The ride in through the surf was terrifying and exhilarating at the same time; the whaler tilted forward at an alarming angle, the water hissing and creaming alongside, with a belly-swooping rush that ended alongside the dhow’s heavily canted side.
The deck was running with water and listed so steeply that Robyn had to crawl up it on her hands and knees, and each time a wave struck the hull, it quivered and shook and more water came streaming down over the deck.
The Ensign and his boarding party had ripped the hatches off the main hold and as she reached them, Robyn gagged and choked with the solid stench that came out of that square opening. She had believed herself hardened to the smell of death and corruption, but never had she experienced anything like this.
‘Did you bring the bolt cutters?’ the Ensign demanded, white-faced with nausea and horror.
The bolt cutters were heavy duty shears, used for cutting the shrouds and halyards from a dismasted vessel.

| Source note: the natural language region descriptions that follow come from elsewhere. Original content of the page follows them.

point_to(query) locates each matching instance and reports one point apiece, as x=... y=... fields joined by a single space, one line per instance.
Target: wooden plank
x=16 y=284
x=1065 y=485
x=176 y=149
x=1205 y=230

Two men wielded them now, as they lifted a bunch of small black bodies through the hatch, all of them fastened together at wrist and ankle by the clanking black steel links. It reminded Robyn of the cut-out paper dolls she had amused herself with as a child, fashioning with scissors a single figure from the folded sheet, and
then pulling out a chain of identical dolls. The cutters crunched through the light chain and the limp little bodies fell apart.
‘They are children,’ she cried out aloud, and the men around her worked in grim silence, dragging them out of the hatch, cutting them free and dropping them on to the tilted wet deck.
Robyn seized the first of them, a skeletal stick figure, crusted and streaked with dried filth, vomit and faeces, head lolling as she lifted it into her lap.
‘No,’ There was no life. The eyeballs had dried already. She let the head drop and a seaman dragged it away.
‘No,’ and ‘No,’ and ‘No again.’ Some of them were already in an advanced state of putrefaction; at a word from the Ensign, the seamen began dropping the wasted corpses over the side, to make room for those still coming up from below.
Robyn found her first live one, there was feeble pulse and fluttering breath, but it did not need a physician’s instinct to tell that the hold on life was tenuous. She worked swiftly, apportioning her time to where the chance of life seemed greater.
Another taller wave struck the dhow, and it tilted sharply, the timbers crackled and snapped deep inside her.
‘Tides flooding. Work faster,’ shouted the Ensign. They were into the hull now. Robyn could hear the thud of sledge hammers and the rip of irons as they began to tear the slave decks out of her.
Zouga was in there, stripped to the waist, leading the attack on the wooden barricades. He was an officer, with the easy way of command and his natural leadership was swiftly acknowledged by the seamen around him.
The hubbub reminded Robyn of a rookery at sundown, the shrieks of the returning birds and the answering cries from the chicks in the nests. The mass of black girls were aroused from the lethargy of approaching death by the dhow’s wild antics, the crash of breaking timbers and the flood of cold salt water into the hold.
Some of those lying in the bilges were already drowning as the hold flooded, and some of them had realized that there was a rescue team aboard, and cried aloud with the last strength of waning hope.